National Archives:Authorities were so fearful of the rise of communism during the 1920s and 1930s that government officials and police went to see Russian movies to assess their propaganda value, according to Department of Justice files made available for the first time yesterday.
The files show that while the threat was treated seriously, with attention paid to possible links with the IRA, it was eventually concluded that the predominantly Catholic Irish would not be interested in class struggle.
The interest in Russian films was sparked when the Metropolitan Police special branch in London revealed that it had intercepted a letter to a communist activist in Moscow discussing the possibilities of using these films as propaganda tools.
It was concerned that "certain noxious films" may arrive in Britain via Dublin.
Following this, Scotland Yard sent synopses of some of these films. These included Sergei Eisenstein's The Armoured Cruiser Potemkin, which received a glowing review. "This is the most dramatic and important film that has been turned in Russia. It is pure Bolshevik propaganda, very powerful and convincing, and amazingly well produced."
It concluded that "any display of the film would be highly undesirable". Today, the film, now better known as Battleship Potemkin, is considered one of the high points in cinema history.
Particular attention was paid to the activities of a wealthy Etonian Herbert Ward, who put on two films - The End of St Petersburg and Snapshots of Russia - at the Sackville Picture House on Dublin's O'Connell Street.
Both were approved by the official censor. However, government representatives and gardaí felt it necessary to see the films themselves, with a subsequent report describing them as "harmless".

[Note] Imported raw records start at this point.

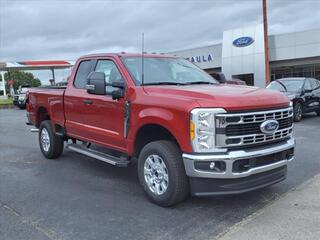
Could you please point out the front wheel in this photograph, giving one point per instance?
(51, 145)
(162, 174)
(297, 112)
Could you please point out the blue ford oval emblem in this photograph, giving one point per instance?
(243, 41)
(269, 126)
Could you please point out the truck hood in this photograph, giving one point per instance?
(229, 97)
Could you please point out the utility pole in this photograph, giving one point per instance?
(266, 42)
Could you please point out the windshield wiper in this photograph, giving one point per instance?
(164, 83)
(199, 82)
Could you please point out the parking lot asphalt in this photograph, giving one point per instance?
(76, 197)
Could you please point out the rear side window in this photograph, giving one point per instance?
(315, 83)
(82, 73)
(307, 85)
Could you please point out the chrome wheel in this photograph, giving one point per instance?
(45, 139)
(156, 174)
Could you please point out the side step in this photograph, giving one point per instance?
(116, 161)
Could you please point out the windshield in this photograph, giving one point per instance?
(166, 71)
(286, 85)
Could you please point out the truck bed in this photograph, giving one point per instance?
(49, 98)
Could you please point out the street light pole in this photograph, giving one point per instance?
(266, 42)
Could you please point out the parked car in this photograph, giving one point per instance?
(186, 132)
(303, 92)
(19, 99)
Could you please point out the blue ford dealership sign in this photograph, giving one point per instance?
(243, 41)
(203, 58)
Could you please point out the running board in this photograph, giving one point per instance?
(116, 161)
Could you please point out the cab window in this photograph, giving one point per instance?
(307, 85)
(111, 73)
(82, 73)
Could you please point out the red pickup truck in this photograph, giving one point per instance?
(186, 132)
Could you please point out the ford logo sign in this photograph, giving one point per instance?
(243, 41)
(269, 126)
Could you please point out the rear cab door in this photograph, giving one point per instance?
(95, 118)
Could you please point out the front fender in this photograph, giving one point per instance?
(175, 121)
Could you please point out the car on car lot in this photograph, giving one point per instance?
(19, 99)
(186, 131)
(303, 92)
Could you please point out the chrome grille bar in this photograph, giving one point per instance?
(237, 136)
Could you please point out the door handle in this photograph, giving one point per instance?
(87, 101)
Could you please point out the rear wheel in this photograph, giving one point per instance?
(297, 112)
(51, 145)
(162, 174)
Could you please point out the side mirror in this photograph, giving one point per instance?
(118, 93)
(307, 90)
(96, 83)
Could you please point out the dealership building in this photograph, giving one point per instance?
(241, 55)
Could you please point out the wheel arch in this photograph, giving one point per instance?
(152, 132)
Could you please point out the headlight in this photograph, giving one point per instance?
(202, 129)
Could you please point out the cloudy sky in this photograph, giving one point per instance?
(66, 29)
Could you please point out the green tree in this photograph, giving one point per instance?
(21, 78)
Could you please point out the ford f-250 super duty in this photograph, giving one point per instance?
(187, 132)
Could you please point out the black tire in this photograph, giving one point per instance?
(55, 148)
(178, 182)
(297, 112)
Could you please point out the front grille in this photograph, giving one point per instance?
(254, 128)
(244, 128)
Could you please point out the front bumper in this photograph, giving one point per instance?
(257, 162)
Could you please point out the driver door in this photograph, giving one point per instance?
(98, 118)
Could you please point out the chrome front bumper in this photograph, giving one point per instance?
(230, 157)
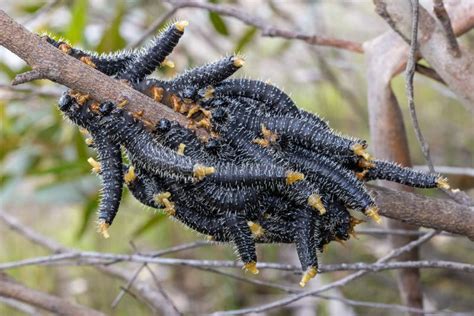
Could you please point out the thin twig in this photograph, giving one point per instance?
(12, 289)
(267, 29)
(43, 10)
(428, 72)
(154, 27)
(443, 17)
(288, 300)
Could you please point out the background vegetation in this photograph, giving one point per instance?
(47, 183)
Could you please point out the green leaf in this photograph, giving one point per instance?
(112, 40)
(218, 23)
(148, 224)
(246, 38)
(89, 208)
(81, 147)
(78, 21)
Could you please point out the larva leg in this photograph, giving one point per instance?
(306, 246)
(272, 99)
(110, 158)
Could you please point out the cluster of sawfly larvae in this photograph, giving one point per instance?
(267, 173)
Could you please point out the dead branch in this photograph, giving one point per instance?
(51, 303)
(50, 63)
(455, 71)
(148, 293)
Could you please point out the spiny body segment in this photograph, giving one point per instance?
(269, 173)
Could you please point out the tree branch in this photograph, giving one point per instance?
(443, 17)
(267, 29)
(54, 304)
(76, 75)
(455, 71)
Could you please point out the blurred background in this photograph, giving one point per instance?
(47, 183)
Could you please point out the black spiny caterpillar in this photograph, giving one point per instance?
(269, 173)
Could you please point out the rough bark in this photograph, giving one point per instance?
(389, 141)
(434, 45)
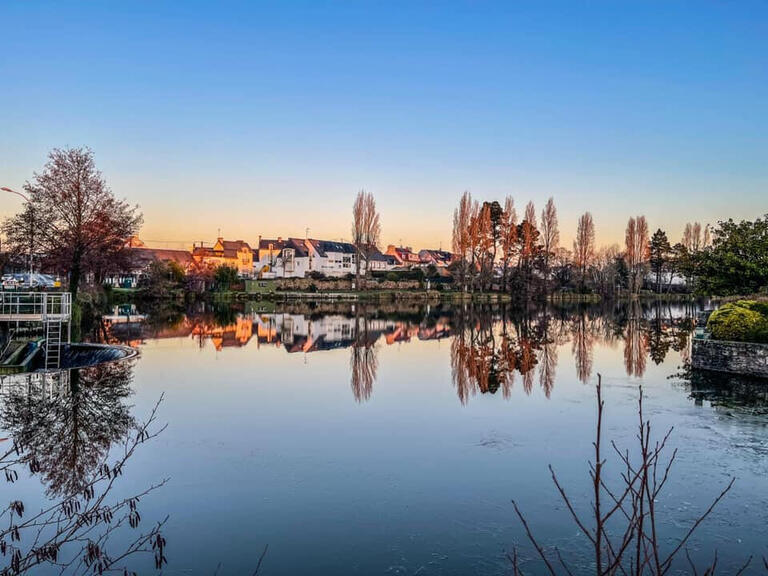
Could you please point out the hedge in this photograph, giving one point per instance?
(741, 321)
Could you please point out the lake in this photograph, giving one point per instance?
(393, 440)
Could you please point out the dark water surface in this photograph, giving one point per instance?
(392, 441)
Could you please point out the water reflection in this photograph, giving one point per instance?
(64, 425)
(491, 346)
(66, 422)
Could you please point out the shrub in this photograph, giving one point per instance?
(742, 321)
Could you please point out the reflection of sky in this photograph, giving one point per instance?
(269, 447)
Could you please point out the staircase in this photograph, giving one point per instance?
(53, 344)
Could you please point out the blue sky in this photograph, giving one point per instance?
(263, 119)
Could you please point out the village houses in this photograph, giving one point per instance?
(276, 258)
(233, 253)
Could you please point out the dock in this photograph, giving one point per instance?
(52, 310)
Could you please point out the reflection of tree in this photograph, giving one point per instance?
(65, 435)
(55, 418)
(582, 344)
(547, 367)
(363, 360)
(488, 350)
(635, 347)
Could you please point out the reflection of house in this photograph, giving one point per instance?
(282, 258)
(404, 255)
(237, 334)
(234, 253)
(439, 258)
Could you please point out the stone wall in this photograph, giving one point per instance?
(734, 357)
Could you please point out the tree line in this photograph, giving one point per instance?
(494, 250)
(76, 227)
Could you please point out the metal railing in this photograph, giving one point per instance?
(35, 306)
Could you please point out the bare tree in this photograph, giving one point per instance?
(636, 251)
(80, 226)
(462, 216)
(623, 527)
(584, 246)
(508, 238)
(366, 229)
(550, 234)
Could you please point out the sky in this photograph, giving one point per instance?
(264, 119)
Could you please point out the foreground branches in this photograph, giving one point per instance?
(73, 532)
(623, 529)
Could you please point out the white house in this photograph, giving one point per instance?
(281, 258)
(332, 258)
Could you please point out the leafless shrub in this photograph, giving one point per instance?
(631, 546)
(72, 533)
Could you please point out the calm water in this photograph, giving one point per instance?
(392, 441)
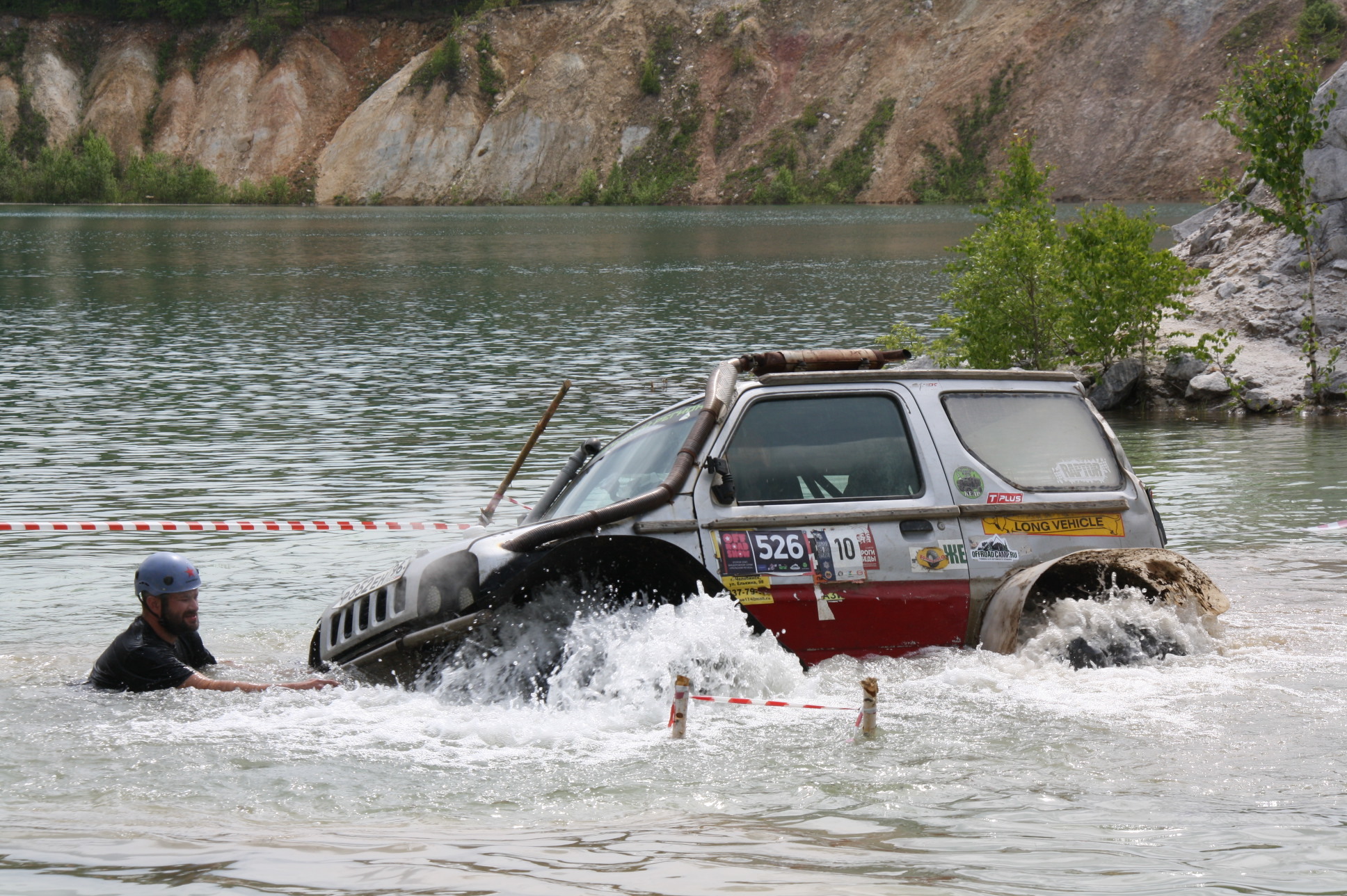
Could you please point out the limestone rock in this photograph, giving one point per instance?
(1207, 387)
(1261, 402)
(1117, 384)
(1180, 371)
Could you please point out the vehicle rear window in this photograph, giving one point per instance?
(822, 449)
(1037, 442)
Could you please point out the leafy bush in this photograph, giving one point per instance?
(489, 80)
(1269, 108)
(959, 174)
(1026, 294)
(650, 77)
(445, 64)
(89, 171)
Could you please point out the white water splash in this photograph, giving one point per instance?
(552, 654)
(1121, 628)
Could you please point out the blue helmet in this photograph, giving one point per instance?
(166, 573)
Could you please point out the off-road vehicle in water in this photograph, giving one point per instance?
(849, 507)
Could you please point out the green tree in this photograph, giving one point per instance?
(1269, 108)
(1008, 291)
(1119, 289)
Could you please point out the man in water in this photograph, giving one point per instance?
(162, 647)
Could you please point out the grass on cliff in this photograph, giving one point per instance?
(659, 173)
(959, 171)
(443, 64)
(786, 175)
(89, 171)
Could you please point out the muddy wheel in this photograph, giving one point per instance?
(1161, 576)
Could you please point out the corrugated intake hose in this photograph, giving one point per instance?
(719, 392)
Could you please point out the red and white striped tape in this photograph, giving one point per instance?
(745, 701)
(748, 703)
(232, 526)
(236, 526)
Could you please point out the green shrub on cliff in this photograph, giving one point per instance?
(1028, 293)
(1269, 108)
(89, 171)
(1321, 30)
(959, 173)
(790, 174)
(443, 64)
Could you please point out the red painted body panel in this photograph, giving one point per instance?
(889, 618)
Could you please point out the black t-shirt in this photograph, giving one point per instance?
(141, 661)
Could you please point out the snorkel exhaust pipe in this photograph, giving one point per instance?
(719, 395)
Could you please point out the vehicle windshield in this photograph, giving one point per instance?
(1037, 441)
(633, 463)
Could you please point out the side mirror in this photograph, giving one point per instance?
(722, 483)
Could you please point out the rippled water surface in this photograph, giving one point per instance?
(385, 364)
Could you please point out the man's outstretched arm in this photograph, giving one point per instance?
(218, 685)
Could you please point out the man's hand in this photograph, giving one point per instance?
(223, 685)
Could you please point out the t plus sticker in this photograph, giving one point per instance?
(939, 557)
(969, 481)
(993, 549)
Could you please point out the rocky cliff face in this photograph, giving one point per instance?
(1115, 92)
(1259, 283)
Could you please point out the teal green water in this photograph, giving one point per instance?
(385, 364)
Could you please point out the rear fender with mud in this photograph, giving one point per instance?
(1158, 573)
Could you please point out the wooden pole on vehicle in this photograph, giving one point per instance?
(869, 706)
(678, 716)
(489, 511)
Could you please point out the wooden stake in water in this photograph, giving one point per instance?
(489, 511)
(869, 706)
(678, 717)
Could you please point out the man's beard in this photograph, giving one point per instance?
(177, 625)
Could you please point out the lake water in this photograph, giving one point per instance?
(387, 364)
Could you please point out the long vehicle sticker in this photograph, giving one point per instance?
(939, 557)
(1105, 525)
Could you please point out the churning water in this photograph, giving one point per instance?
(385, 364)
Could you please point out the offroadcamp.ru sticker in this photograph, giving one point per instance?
(969, 481)
(939, 557)
(1103, 525)
(993, 549)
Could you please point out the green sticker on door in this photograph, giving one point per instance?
(969, 481)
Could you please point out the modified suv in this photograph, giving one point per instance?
(850, 507)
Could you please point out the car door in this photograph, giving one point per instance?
(841, 535)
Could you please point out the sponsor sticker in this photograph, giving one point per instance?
(1105, 525)
(378, 579)
(749, 589)
(993, 549)
(939, 557)
(969, 481)
(1082, 472)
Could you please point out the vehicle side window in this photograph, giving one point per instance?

However, it warned: "No doubt Ward, encouraged by this success, will import further Soviet pictures, and these pictures will probably strike bolder and bolder notes in an effort to popularise communist ideas in the Free State."
A great deal of energy was put into tracking the movements of communist activists such as Jim Larkin jnr and the republican Peadar O'Donnell, including their trips to Berlin and Moscow.
The paranoia proved fruitful for one individual. In 1931 the Irish Legation in Berlin paid 50 marks to a Persian man in return for his "information" that three communist agents had landed secretly in Cobh. It was later concluded this had not happened.
It emerged that two days later the same man had walked into the British embassy in Germany and offered to spy on British communists on its behalf. Officials there declined the offer.
Irish authorities expressed concern at possible links between the communist movement and the IRA, although these later eased. The released files also contain notes from a military intelligence source who betrayed his anti-Semitism while claiming left-wing elements in Fianna Fáil may have been communist sympathisers.
"Frank Aiken, Frank Kearney, Eamon Cooney, Briscoe the Jew, and Senator Seamus Robinson are amongst the members of this left wing," it claimed, adding that they "at least approve to some extent the extensive views and activities of the Militant National plus Communist Section".
By 1933, however, a report noted that "there is little danger of communism making any deep impression, owing to the deep religious convictions of the people". It concluded: "The activities of the communist groups in Saorstát do not call for any special legislation at present."